Delayed store openings, missed maintenance visits, failed contractor access and logistical disruption are often accepted as operational inconveniences rather than signs of a wider issue. In many cases, businesses simply work around the problem because addressing the root cause is seen as too costly, disruptive or time-consuming.
Yet when companies do review their approach to keyholding and access management, the benefits often extend far beyond cost savings.
Drawing on experience both as a former retail director and from years working with organisations on access management strategies across large estates, Stuart comments, “Companies that recognise weaknesses in key handling are rarely looking for a security fix alone. They want better accountability, clearer traceability and fewer operational costs caused by inefficient processes.”
He adds, “With tighter budgets and rising expectations, more organisations are reassessing long-standing processes and looking at how technology can improve oversight, efficiency and accountability across the estate.”
From Control to Access Governance
So, what is the solution to access drift in retail?
There is no universal answer, but the most effective approach is shifting from simply controlling access to properly governing it.

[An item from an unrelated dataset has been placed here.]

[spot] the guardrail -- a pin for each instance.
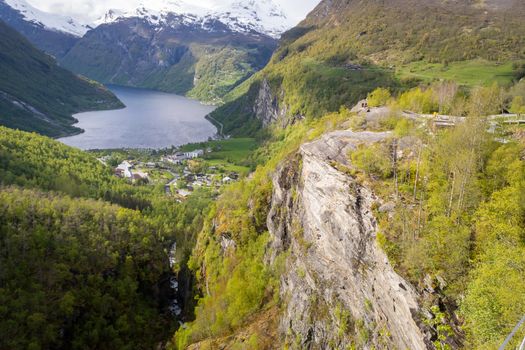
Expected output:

That means clear ownership of keyholding activities, defined processes and visibility over how access decisions are made.
One of the key requirements for this is greater centralisation and standardisation across the estate, while still allowing local administration where needed. Crucially, access decisions must remain traceable, both in terms of granting access and how it is used.
Reducing the number of keys in circulation and improving auditability will inevitably involve technology, alongside cooperation between multiple departments and service providers that require access to sites across the estate.
What Real Oversight Looks Like in Practice
Ideally, the first step towards mature access governance is establishing who is accountable for all keyholding-related functions, not only on paper, but also in practice and without hesitation. “Pass the parcel” responsibility between departments and providers should be eliminated.
Access to premises should be tied both to individuals and their roles. Technology already exists to support time-restricted, purpose-led and revocable access limited to specific locations, regions or operational areas.
Approaches such as these can help reduce the number of keys in circulation while improving audit trails and overall control over access decisions.
The wider challenge, however, often extends beyond technology itself. Process updates, stakeholder alignment and operational buy-in across multiple departments and service providers all play an important role in making access governance work effectively across large estates.
Stuart comments, “How organisations manage the transition very much depends on urgency, priorities and budget. Some are looking for a gradual change that works alongside existing infrastructure, while others may choose to move towards fully digital access.”
He adds, “We’ve developed a solution that works with existing keys and locks while improving visibility and governance through a cloud-based platform. For some businesses, that offers a quicker and less disruptive route into modernising keyholding, while others may prefer to move entirely towards digital systems by replacing locks and introducing mobile credentials.”
Cost will naturally remain a deciding factor, with organisations weighing investment against operational impact and long-term efficiency. Regardless of the route taken, preparation and implementation remain critical to achieving the intended outcomes.
Access Requires Accountability
For many organisations, keyholding has historically been treated as a routine operational function rather than an area requiring consistent oversight.
But as retail estates become more complex, fragmented access and unclear ownership are creating operational risks that are becoming harder to ignore.
Ultimately, effective access management depends on maintaining clear accountability for who can access sites, when access is granted and how those decisions are managed across the organisation.